Adrian looked at me as if I had betrayed some sacred vow. For the first time, I saw the truth clearly: he had never wanted a wife. He wanted access while wearing a wedding ring. I pushed the pen back across the table. “I’m filing for divorce,” I said. His mouth opened, but there was no performance left that could save him. The end was not dramatic in the way I once imagined endings would be. Adrian did not chase me through airports or shout beneath windows or break down in a final confession. He hired lawyers, denied everything, and tried to reposition himself as a misunderstood husband caring for a stressed pregnant wife. But the records were too solid, the timelines too consistent, the financial intent too obvious. The court froze the trust changes he had been pushing.

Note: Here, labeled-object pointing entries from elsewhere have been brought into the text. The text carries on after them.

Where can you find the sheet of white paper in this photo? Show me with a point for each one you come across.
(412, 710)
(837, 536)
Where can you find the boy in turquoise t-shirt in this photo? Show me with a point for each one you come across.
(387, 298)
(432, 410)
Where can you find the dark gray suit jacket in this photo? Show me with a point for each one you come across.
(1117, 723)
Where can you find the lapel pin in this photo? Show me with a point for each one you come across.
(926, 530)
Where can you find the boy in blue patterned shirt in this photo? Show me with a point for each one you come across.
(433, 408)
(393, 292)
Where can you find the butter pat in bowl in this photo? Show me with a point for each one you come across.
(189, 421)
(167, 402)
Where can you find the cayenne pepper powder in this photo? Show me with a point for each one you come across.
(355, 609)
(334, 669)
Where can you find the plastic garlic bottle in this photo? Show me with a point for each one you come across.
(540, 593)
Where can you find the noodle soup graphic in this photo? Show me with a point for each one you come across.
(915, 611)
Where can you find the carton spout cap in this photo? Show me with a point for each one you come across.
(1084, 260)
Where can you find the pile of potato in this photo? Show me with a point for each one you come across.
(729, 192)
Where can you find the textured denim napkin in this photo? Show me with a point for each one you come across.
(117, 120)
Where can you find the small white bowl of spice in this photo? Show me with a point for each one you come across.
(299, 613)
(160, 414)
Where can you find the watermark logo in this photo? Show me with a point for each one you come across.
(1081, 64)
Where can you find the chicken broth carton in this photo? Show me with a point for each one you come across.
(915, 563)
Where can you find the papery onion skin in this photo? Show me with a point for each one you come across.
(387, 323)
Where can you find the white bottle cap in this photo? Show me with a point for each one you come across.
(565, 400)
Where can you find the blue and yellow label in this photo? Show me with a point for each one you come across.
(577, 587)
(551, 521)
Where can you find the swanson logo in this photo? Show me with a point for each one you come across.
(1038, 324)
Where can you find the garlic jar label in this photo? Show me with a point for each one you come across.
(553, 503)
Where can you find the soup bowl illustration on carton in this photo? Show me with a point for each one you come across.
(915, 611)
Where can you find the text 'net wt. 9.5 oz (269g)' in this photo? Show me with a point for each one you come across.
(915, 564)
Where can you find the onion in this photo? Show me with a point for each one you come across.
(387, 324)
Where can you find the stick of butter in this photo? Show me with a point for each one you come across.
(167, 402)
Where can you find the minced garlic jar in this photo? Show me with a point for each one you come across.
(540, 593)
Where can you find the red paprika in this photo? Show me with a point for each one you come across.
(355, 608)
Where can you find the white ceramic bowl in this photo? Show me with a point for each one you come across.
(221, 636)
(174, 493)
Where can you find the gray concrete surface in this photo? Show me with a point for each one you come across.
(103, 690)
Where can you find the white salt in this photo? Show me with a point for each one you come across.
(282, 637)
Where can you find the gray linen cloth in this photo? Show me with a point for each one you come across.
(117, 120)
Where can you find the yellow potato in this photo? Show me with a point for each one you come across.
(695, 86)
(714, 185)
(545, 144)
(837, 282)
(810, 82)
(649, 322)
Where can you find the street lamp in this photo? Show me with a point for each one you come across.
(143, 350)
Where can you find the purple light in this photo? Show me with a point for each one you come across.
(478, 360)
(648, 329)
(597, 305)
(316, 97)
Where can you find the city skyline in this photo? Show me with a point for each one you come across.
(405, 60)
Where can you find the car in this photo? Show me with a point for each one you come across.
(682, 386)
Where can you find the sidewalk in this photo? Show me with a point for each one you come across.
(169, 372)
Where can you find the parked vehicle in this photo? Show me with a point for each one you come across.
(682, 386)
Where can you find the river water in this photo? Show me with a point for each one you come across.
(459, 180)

My separate assets stayed separate. His previous alias became impossible to explain away.
I moved into Claire’s guest room for the last stretch of my pregnancy. It was cramped, loud, and full of things that had nothing to do with the carefully curated life Adrian had built around me. I loved it almost immediately. Claire made burnt toast every morning. Dr. Shah checked on me more often than she had to. Rebecca sent a short message once asking, How are you holding up?
Three months later, my daughter arrived just before dawn with a furious cry and one tiny, curved little finger on her left hand. When the nurse placed her on my chest, I thought about that first ultrasound and the terror that had followed it. Then I looked around the room. Claire was crying openly. Dr. Shah was smiling from the doorway. Morning light was beginning to thin the dark outside the windows. My marriage had ended. My illusion had ended. My fear had not vanished entirely, but it no longer owned the room. I kissed my daughter’s forehead and understood, at last, that the doctor had saved mine and my daughter’s lives.